Each linking task will interact with Spark tables within the program. To see a list of tables run the command list
. To also see hidden intermediate tables, run list all
. If you have just started the program for the first time, you should see no tables created yet:
hlink $ list
+--------+---------+-----------+
|database|tableName|isTemporary|
+--------+---------+-----------+
+--------+---------+-----------+
To see information about the steps of the task you are currently on, run get_steps
. You should see something that looks like this:
Link task: Preprocessing
step 0: register raw dataframes
Tables used:
Tables created:
Table 'raw_df_a' <- Preprocessing: Raw data read in from datasource A
Table 'raw_df_b' <- Preprocessing: Raw data read in from datasource B
step 1: prepare dataframes
Tables used:
Table 'raw_df_a' <- Preprocessing: Raw data read in from datasource A
Table 'raw_df_b' <- Preprocessing: Raw data read in from datasource B
Tables created:
Table 'prepped_df_a' <- Preprocessing: Preprocessed data from source A with selected columns and features
Table 'prepped_df_b' <- Preprocessing: Preprocessed data from source B with selected columns and features
To change your current link task, run set_link_task <task_name>
, where <task_name>
is the name of the link task.
Once you are sure that you are on the right task, you can use the run_step <num>
command to run a step.
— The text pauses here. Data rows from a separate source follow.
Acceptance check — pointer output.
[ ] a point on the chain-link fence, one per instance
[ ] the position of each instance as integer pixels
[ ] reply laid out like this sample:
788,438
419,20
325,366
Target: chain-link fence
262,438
For example if you run run_step 0
you should see something like this:
hlink $ run_step 0
Link task: Preprocessing
Running step 0: register raw dataframes
Finished step 0: register raw dataframes in 5.85s
After the step is complete, you can run list
to see what tables it created:
hlink $ list
+--------+---------+-----------+-------------------------------------------------+
|database|tableName|isTemporary|description |
+--------+---------+-----------+-------------------------------------------------+
|linking |raw_df_a |false |Preprocessing: Raw data read in from datasource A|
|linking |raw_df_b |false |Preprocessing: Raw data read in from datasource B|
+--------+---------+-----------+-------------------------------------------------+
To run all steps in a task, use the run_all_steps <tasks>
command, where <tasks>
is a list of tasks you want to run all the steps for. By default this command will run all the steps for the current task.
Example interactive mode workflow¶
Create a config file and put it in your hlink config directory. For example:
/path/to/conf/full_count_1870_1880.toml
Launch the hlink program in interactive mode:
hlink --conf=/path/to/conf/full_count_1870_1880
Run the tasks you want to complete:
hlink $ run_all_steps preprocessing training matching
List the created tables:
hlink $ list
Export the results:
hlink $ csv predicted_matches /my/output/file.csv